# '03 Murano hesitates when engine hot.



## KSagal (Feb 18, 2014)

I bought this car last year, and have put many miles on it. It runs great.

However, if I get stuck in a traffic jam, and beep and creep a little, it will then hesitate when I put down the accelerator. It will hesitate for 4 or 5 seconds, then move out. It starts slow, but then (because my foot is on the floor) will take off like a bat out of Heck.

I can drive for hours without this happening, but if I sit around at idle, or creep around like in heavy traffic, then this symptom comes.

I do not know how to get past this. I tried with PVC hose on, and with it off.

A friend suggested there might be a new program or chip, but that is all I know.

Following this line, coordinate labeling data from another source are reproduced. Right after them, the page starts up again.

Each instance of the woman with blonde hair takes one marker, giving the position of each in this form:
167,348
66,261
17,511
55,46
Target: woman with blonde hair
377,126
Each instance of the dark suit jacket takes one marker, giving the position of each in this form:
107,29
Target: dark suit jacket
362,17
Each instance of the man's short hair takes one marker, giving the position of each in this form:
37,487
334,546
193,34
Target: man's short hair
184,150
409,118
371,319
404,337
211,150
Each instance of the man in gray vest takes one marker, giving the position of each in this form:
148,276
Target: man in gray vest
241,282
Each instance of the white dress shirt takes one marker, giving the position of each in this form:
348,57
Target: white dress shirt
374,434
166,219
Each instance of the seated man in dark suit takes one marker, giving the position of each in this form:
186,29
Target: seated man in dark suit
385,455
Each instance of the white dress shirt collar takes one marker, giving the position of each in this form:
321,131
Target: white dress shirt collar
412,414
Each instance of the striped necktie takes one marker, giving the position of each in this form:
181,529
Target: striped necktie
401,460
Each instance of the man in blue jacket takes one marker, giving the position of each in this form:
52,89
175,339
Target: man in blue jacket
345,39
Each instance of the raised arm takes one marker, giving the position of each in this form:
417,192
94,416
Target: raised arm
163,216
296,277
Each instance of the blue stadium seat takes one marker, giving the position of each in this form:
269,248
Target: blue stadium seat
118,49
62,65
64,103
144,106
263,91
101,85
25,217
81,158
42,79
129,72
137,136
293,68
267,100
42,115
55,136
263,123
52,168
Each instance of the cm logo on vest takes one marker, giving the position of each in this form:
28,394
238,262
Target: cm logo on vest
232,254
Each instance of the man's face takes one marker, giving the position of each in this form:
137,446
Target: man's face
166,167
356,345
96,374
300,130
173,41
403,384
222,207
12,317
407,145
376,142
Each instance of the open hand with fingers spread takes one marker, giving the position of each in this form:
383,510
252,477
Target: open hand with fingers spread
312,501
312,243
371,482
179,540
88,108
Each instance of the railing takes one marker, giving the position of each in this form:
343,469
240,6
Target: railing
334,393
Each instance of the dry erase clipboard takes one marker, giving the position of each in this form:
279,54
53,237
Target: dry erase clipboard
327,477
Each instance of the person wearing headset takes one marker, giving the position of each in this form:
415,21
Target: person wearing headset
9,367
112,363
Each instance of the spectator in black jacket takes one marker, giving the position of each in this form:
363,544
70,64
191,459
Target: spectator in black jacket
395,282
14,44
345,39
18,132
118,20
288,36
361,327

Again, runs great cold, or even hot on the highway, just hesitates after being in stop and go traffic, even for just a short while.

Any ideas?


----------



## juswalkn (Oct 28, 2015)

My message may not get to you since its 5 months late, but I believe I recall getting a notice from the dealer about an issue that could cause the vehicle to suddenly surge forward upon depressing the accelerator. I ignored the postcard because I wasn't experiencing a problem. I still own that 2004 and recently have noticed an occasional hesitation then surge on depressing the pedal but only slight surge.


----------



## KSagal (Feb 18, 2014)

Thanks for your response. I know its late, but the problem continues to exist. Nice to know it may be related to a recall.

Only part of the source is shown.